The gateway now serves a WordPress-style admin UI at http://localhost:8000/ui.

In docker-compose.yml, demo credentials are preconfigured:
- ADMIN_EMAIL=demo@demo.com
- ADMIN_PASSWORD=demo
Login is required for the admin surface (/ui and /admin/*) in all AUTH_MODEs.
Browser sessions are cookie-based (HttpOnly); mutating admin API calls require a CSRF header.

You can still use the admin CLI under strict admin auth:

ADMIN_EMAIL=demo@demo.com ADMIN_PASSWORD=demo \
python -m scripts.admin --base-url http://localhost:8000 server list --tenant-id local-dev

Disable the UI with:

ADMIN_UI_ENABLED=false

Embeddings

Embeddings power vector and hybrid search, the semantic cache, and the semantic guardrail classifier.
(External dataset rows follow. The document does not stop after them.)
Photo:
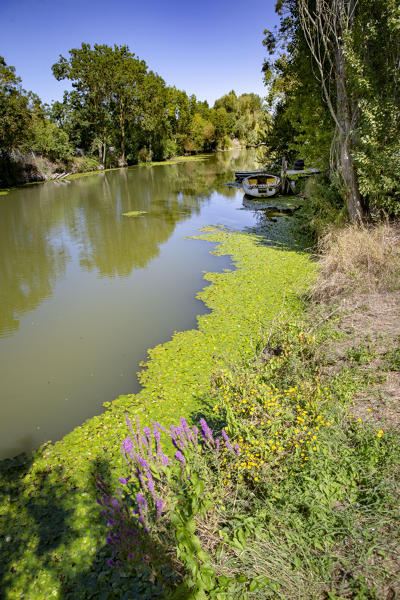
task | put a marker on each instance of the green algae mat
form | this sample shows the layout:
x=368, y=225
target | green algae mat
x=53, y=535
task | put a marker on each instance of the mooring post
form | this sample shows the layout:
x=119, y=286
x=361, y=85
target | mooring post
x=284, y=182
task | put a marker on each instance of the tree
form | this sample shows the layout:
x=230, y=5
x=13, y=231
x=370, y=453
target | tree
x=15, y=116
x=106, y=82
x=326, y=26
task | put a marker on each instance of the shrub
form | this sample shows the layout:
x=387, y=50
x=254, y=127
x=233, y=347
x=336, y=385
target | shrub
x=145, y=155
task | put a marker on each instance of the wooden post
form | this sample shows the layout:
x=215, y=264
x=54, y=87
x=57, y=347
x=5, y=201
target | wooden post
x=284, y=181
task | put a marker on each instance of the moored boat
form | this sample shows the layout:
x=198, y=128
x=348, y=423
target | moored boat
x=261, y=185
x=240, y=175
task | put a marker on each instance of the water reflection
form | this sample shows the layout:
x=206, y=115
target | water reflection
x=33, y=255
x=84, y=291
x=39, y=225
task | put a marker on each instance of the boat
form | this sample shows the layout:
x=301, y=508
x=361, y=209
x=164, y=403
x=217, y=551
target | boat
x=240, y=175
x=261, y=185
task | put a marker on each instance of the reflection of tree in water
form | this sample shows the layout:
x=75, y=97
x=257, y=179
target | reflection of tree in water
x=31, y=258
x=113, y=244
x=34, y=253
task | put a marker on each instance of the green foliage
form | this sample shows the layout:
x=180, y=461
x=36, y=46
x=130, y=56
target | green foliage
x=15, y=116
x=309, y=113
x=48, y=140
x=144, y=155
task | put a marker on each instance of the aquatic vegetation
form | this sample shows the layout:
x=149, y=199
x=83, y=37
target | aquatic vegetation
x=134, y=213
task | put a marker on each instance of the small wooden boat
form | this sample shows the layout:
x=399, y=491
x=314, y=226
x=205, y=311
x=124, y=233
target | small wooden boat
x=240, y=175
x=261, y=186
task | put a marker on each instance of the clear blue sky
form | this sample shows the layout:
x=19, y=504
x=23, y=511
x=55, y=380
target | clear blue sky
x=205, y=48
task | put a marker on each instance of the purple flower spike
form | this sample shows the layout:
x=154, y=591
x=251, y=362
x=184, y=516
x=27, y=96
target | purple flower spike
x=159, y=507
x=187, y=430
x=196, y=434
x=179, y=456
x=227, y=440
x=127, y=445
x=206, y=431
x=156, y=433
x=150, y=484
x=164, y=460
x=142, y=505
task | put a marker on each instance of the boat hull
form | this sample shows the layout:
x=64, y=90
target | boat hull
x=261, y=186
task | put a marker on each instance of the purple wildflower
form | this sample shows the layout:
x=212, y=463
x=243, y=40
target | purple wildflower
x=172, y=433
x=143, y=463
x=156, y=433
x=206, y=431
x=142, y=505
x=179, y=456
x=196, y=434
x=227, y=440
x=187, y=430
x=127, y=446
x=150, y=484
x=159, y=507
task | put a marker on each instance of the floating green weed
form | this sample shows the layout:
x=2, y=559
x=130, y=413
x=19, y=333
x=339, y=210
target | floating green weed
x=56, y=536
x=134, y=213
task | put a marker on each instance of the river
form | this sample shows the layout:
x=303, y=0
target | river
x=85, y=290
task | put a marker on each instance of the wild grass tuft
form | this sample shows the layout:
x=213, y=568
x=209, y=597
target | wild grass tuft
x=358, y=259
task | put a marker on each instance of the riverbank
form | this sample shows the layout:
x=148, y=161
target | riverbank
x=31, y=170
x=260, y=335
x=50, y=496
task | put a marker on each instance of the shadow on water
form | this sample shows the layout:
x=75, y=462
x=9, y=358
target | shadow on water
x=54, y=537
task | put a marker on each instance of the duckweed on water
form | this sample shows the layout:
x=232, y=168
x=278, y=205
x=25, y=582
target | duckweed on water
x=54, y=537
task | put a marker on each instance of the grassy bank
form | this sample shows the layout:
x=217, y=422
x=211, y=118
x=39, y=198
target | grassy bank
x=306, y=509
x=79, y=169
x=53, y=537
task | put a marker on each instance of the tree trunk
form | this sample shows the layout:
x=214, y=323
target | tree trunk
x=346, y=163
x=122, y=129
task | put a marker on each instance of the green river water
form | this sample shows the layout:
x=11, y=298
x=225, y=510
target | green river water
x=84, y=290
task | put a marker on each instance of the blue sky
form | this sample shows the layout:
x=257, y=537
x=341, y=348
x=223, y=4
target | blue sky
x=205, y=48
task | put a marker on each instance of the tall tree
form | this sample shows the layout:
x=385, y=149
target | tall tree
x=15, y=116
x=326, y=26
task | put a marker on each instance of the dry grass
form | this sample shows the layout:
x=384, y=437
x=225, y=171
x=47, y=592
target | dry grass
x=357, y=260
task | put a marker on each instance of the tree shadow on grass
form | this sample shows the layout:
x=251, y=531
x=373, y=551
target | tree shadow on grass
x=54, y=538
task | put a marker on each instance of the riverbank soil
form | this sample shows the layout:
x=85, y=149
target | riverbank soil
x=371, y=326
x=307, y=390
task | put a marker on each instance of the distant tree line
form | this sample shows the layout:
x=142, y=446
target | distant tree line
x=333, y=75
x=119, y=112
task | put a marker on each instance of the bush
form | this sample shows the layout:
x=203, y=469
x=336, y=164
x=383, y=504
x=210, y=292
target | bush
x=145, y=155
x=50, y=141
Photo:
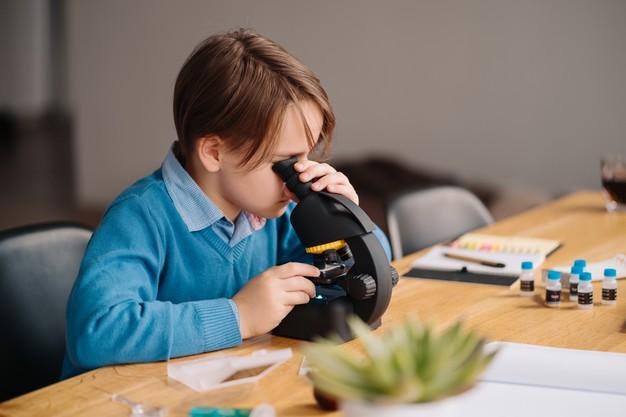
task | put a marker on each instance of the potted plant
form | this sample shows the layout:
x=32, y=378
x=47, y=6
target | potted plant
x=408, y=369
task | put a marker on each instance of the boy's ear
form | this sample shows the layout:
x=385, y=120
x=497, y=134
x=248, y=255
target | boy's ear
x=209, y=150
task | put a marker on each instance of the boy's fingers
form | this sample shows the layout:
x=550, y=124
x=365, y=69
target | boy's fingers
x=303, y=165
x=344, y=190
x=299, y=284
x=314, y=171
x=332, y=178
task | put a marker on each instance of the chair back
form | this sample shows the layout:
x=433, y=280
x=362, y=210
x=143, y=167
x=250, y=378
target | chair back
x=38, y=266
x=421, y=218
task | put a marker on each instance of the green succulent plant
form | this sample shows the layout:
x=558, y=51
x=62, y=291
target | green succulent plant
x=410, y=363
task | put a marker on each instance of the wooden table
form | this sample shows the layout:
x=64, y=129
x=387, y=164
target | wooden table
x=498, y=313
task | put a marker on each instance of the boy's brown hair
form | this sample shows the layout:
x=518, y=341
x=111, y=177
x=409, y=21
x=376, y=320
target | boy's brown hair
x=237, y=85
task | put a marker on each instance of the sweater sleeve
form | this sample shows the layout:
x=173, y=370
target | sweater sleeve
x=113, y=313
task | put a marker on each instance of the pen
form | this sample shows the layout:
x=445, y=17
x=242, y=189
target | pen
x=474, y=260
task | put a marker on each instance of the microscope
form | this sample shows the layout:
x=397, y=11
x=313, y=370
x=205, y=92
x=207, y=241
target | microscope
x=355, y=275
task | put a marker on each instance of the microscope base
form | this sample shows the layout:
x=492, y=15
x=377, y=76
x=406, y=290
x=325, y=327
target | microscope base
x=314, y=320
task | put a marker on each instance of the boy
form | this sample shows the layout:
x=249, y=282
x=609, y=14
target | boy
x=200, y=254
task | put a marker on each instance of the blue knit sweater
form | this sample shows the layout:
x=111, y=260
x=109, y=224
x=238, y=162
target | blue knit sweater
x=149, y=289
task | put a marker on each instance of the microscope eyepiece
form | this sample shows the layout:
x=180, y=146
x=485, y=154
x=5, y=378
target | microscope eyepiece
x=285, y=170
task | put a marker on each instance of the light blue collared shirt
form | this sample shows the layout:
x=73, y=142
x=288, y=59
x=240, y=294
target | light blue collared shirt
x=196, y=208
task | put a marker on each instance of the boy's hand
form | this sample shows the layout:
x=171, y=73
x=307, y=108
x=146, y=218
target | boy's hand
x=326, y=178
x=267, y=298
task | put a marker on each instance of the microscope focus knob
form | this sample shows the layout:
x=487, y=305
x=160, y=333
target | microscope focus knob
x=395, y=277
x=361, y=287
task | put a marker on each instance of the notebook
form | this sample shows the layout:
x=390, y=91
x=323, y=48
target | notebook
x=483, y=259
x=506, y=244
x=530, y=380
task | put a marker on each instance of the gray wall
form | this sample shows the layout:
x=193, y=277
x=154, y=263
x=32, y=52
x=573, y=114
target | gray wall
x=514, y=92
x=25, y=87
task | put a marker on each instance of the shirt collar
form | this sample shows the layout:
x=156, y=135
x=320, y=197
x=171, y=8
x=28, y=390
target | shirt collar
x=194, y=206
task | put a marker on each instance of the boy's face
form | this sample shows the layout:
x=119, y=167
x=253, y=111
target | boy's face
x=260, y=191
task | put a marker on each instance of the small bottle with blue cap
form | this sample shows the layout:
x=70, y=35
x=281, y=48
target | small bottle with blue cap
x=609, y=287
x=527, y=279
x=585, y=291
x=574, y=276
x=553, y=289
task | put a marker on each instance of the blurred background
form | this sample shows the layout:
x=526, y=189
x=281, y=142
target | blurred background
x=516, y=100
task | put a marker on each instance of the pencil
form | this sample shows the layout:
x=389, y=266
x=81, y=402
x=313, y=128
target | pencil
x=474, y=260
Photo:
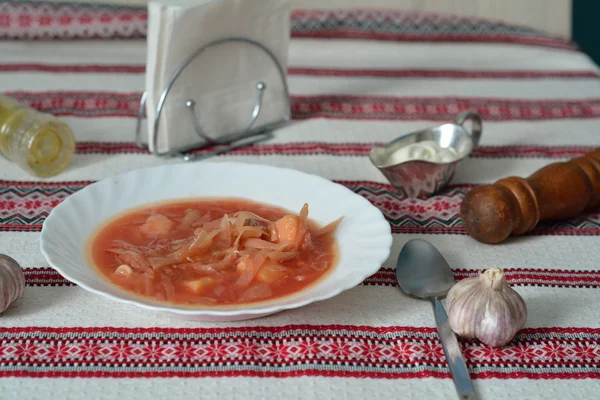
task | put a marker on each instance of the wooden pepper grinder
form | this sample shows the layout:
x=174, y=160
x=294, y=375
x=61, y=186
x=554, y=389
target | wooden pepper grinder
x=514, y=206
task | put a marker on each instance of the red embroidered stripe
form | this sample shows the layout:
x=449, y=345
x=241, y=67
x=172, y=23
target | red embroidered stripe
x=387, y=277
x=334, y=72
x=112, y=104
x=324, y=350
x=345, y=150
x=23, y=208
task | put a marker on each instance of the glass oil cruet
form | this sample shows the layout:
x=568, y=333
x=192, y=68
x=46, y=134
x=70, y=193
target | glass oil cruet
x=38, y=142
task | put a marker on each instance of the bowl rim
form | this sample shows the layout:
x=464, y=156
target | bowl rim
x=256, y=309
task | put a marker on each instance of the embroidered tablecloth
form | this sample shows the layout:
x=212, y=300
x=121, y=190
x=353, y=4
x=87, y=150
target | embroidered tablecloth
x=357, y=78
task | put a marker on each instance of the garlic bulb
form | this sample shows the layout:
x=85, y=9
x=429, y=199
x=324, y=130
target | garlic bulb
x=487, y=308
x=12, y=281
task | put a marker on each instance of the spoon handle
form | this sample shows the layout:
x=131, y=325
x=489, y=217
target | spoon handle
x=454, y=356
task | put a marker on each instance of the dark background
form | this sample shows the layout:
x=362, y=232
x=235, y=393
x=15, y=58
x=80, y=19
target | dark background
x=586, y=27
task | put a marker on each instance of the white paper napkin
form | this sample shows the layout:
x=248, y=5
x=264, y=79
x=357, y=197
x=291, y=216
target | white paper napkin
x=222, y=80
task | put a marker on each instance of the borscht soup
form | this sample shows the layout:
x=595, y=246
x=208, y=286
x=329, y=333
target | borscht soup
x=213, y=252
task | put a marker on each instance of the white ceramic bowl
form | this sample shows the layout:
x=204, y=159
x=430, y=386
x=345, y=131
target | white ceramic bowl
x=364, y=236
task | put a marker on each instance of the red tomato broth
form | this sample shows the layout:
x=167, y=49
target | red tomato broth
x=212, y=286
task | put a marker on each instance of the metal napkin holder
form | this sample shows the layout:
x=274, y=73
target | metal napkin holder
x=250, y=135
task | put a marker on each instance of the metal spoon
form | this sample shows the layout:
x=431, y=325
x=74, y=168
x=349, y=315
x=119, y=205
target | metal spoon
x=424, y=273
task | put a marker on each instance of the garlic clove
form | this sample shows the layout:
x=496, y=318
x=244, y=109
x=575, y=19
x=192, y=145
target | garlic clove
x=486, y=308
x=12, y=282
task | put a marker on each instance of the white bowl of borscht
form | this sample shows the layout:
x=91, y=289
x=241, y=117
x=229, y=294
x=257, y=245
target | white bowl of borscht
x=216, y=241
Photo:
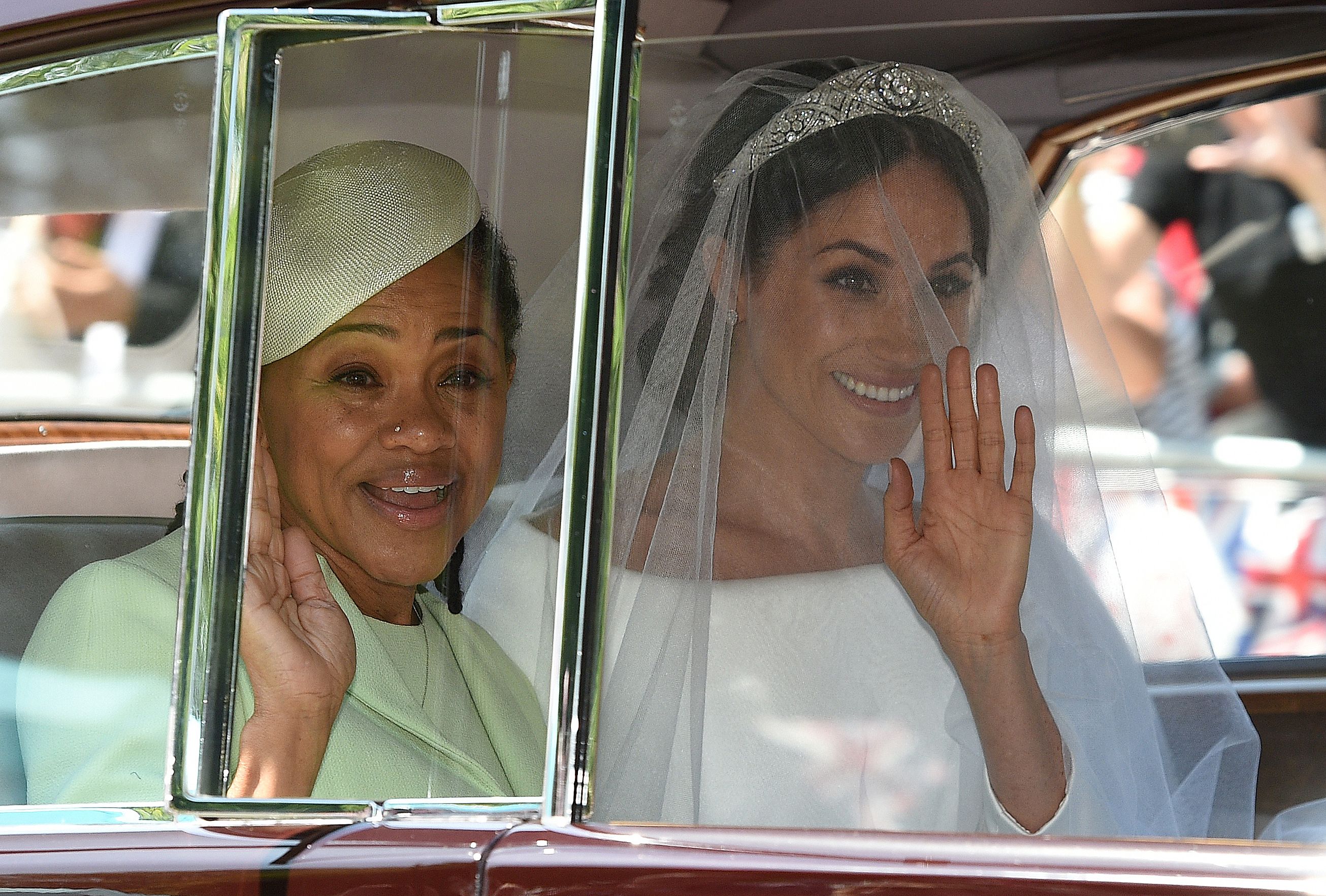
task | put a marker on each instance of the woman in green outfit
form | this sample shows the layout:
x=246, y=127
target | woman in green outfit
x=389, y=346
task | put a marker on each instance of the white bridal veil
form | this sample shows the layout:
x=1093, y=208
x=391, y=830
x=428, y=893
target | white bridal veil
x=801, y=688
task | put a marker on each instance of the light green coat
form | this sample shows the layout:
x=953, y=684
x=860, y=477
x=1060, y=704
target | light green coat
x=96, y=680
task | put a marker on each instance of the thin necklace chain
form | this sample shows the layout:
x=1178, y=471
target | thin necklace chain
x=424, y=697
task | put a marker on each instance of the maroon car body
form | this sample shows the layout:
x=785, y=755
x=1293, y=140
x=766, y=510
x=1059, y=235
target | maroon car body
x=450, y=854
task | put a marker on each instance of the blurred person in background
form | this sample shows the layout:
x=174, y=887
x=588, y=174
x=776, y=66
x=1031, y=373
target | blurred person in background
x=1256, y=203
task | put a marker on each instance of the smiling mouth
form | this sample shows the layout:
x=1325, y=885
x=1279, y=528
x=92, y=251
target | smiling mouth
x=874, y=393
x=410, y=497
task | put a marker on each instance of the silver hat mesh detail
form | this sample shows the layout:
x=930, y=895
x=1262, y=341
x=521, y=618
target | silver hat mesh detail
x=882, y=88
x=348, y=223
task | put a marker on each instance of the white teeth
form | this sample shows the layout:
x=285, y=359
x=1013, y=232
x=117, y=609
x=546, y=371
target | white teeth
x=877, y=393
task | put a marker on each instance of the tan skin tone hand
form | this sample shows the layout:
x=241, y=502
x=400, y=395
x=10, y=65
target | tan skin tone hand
x=964, y=564
x=298, y=649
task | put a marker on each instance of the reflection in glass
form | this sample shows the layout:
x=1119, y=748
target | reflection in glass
x=1203, y=256
x=389, y=414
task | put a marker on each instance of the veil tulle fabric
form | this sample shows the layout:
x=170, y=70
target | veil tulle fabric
x=813, y=695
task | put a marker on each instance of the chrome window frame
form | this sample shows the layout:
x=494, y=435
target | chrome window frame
x=216, y=515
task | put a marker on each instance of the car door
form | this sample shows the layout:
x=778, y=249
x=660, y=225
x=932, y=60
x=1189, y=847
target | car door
x=519, y=92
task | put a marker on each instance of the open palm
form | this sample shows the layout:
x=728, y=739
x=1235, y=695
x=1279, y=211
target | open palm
x=296, y=641
x=964, y=560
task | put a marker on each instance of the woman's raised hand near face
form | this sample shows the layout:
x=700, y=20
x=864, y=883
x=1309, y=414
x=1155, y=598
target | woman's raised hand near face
x=964, y=560
x=964, y=566
x=298, y=649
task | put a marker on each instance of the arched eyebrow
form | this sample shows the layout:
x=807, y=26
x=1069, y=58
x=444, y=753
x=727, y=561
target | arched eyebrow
x=878, y=256
x=882, y=258
x=962, y=258
x=446, y=334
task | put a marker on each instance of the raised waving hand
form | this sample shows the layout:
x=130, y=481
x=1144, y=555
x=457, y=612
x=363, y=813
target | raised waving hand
x=298, y=649
x=963, y=562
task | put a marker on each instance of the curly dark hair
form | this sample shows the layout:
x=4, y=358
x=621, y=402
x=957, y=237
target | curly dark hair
x=793, y=183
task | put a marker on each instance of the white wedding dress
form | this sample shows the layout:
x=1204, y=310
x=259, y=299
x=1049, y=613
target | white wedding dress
x=826, y=700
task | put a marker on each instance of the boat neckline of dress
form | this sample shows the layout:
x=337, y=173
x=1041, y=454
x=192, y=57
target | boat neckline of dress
x=865, y=569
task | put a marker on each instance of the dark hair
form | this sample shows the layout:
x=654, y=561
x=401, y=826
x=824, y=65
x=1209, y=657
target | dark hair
x=489, y=249
x=795, y=182
x=486, y=246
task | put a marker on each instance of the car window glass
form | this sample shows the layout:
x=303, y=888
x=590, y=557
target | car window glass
x=103, y=183
x=418, y=296
x=1202, y=258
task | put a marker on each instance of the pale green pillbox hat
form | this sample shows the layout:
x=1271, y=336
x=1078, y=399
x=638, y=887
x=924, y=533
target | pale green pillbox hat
x=348, y=223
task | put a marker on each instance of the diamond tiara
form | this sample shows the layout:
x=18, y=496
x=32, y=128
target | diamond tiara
x=882, y=88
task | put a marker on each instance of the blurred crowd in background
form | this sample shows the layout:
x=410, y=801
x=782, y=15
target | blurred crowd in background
x=1203, y=251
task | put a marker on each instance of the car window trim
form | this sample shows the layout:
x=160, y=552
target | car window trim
x=207, y=651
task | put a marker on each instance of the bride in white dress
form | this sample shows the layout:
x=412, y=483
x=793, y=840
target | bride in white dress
x=834, y=602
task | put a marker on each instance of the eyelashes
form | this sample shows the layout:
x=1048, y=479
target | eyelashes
x=861, y=283
x=363, y=379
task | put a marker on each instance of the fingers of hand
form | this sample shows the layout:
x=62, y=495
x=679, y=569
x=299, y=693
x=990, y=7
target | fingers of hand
x=934, y=421
x=899, y=527
x=962, y=412
x=272, y=496
x=1024, y=454
x=990, y=435
x=302, y=564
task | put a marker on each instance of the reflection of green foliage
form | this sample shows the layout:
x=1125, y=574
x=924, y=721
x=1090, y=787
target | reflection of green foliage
x=153, y=814
x=513, y=10
x=126, y=57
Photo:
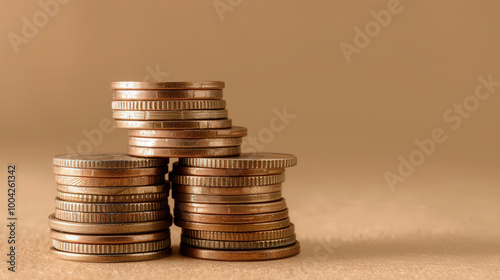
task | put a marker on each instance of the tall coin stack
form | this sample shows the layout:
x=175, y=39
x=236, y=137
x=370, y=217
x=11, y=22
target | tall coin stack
x=175, y=119
x=110, y=208
x=232, y=209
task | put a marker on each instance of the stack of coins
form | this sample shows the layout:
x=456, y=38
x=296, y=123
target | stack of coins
x=231, y=208
x=110, y=208
x=175, y=119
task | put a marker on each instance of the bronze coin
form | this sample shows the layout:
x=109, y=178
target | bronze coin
x=246, y=255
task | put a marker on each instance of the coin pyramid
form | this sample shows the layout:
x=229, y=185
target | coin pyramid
x=175, y=119
x=110, y=208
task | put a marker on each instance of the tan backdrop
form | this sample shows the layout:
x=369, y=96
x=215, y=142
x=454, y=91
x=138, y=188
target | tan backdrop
x=350, y=87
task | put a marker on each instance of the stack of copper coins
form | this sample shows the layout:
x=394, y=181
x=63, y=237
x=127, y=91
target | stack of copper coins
x=110, y=208
x=175, y=119
x=232, y=208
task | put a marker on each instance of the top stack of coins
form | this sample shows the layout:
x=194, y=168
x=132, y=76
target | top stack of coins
x=110, y=207
x=176, y=119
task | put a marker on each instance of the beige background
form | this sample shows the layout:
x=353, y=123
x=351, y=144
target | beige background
x=352, y=122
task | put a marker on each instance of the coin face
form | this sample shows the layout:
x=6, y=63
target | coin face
x=241, y=236
x=170, y=115
x=235, y=131
x=246, y=255
x=203, y=171
x=184, y=152
x=231, y=208
x=168, y=105
x=168, y=85
x=179, y=124
x=170, y=94
x=231, y=219
x=226, y=190
x=183, y=142
x=116, y=228
x=244, y=161
x=246, y=198
x=109, y=239
x=113, y=161
x=110, y=257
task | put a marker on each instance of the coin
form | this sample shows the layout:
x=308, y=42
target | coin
x=90, y=198
x=170, y=94
x=111, y=257
x=113, y=161
x=168, y=85
x=235, y=131
x=247, y=255
x=241, y=236
x=233, y=227
x=214, y=181
x=170, y=115
x=109, y=239
x=168, y=105
x=245, y=161
x=114, y=190
x=119, y=228
x=238, y=245
x=184, y=152
x=179, y=124
x=109, y=182
x=203, y=171
x=183, y=142
x=225, y=191
x=228, y=208
x=107, y=218
x=246, y=198
x=231, y=219
x=89, y=172
x=110, y=207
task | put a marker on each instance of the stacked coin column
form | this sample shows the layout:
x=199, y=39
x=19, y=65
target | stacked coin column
x=232, y=209
x=110, y=208
x=175, y=119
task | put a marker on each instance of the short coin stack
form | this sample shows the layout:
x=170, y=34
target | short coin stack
x=110, y=208
x=231, y=208
x=176, y=119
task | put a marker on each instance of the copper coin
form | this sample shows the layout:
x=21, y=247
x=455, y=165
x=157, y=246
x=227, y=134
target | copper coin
x=245, y=161
x=171, y=94
x=109, y=182
x=168, y=105
x=91, y=198
x=110, y=257
x=184, y=152
x=230, y=219
x=233, y=227
x=110, y=239
x=245, y=198
x=110, y=207
x=170, y=115
x=241, y=236
x=89, y=172
x=228, y=208
x=118, y=228
x=235, y=131
x=226, y=181
x=183, y=142
x=114, y=190
x=106, y=161
x=238, y=245
x=202, y=171
x=180, y=124
x=168, y=85
x=225, y=191
x=112, y=218
x=247, y=255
The provider is pluggable and can be configured two ways, with the control DB taking precedence over the environment:

Environment (boot-time default).
Admin panel at /ui → Embeddings (runtime, persisted, recommended).

Supported providers:

Provider	`EMBEDDING_PROVIDER`	Auth	Default model
Ollama (local)	`ollama`	none	`nomic-embed-text`
OpenAI	`openai`	`EMBEDDING_API_KEY`	`text-embedding-3-small`
Azure OpenAI	`azure_openai`	`EMBEDDING_API_KEY` + endpoint/deployment	(deployment)
Voyage AI	`voyage`	`EMBEDDING_API_KEY`	`voyage-3`
Google Gemini	`gemini`	`EMBEDDING_API_KEY`	`text-embedding-004`

Key behaviors:

Dimensions are auto-detected by embedding a short probe string when a config is applied — you never hand-configure vector widths, and the stored width is always exactly what the provider returns (so Atlas vector indexes can't drift out of sync with the data).
API keys are encrypted at rest in the control DB (Fernet, keyed by EMBEDDING_SECRET, falling back to ADMIN_SESSION_SECRET / JWT_SECRET) and are always masked in API responses. Prefer a file mount via EMBEDDING_API_KEY_FILE / EMBEDDING_SECRET_FILE in production.
Changing the provider/model/dimensions auto-reprovisions everything that depends on the embedding space: it re-embeds every tenant's tool_catalog, drops and recreates the hybrid-vector-search indexes with the new numDimensions, refreshes the semantic cache, and re-embeds the control-plane guardrail signature corpus. Progress is tracked in control_db.embedding_status and surfaced live in the panel.
Configuration is global (gateway-wide), so all tenants stay on a single, consistent embedding space.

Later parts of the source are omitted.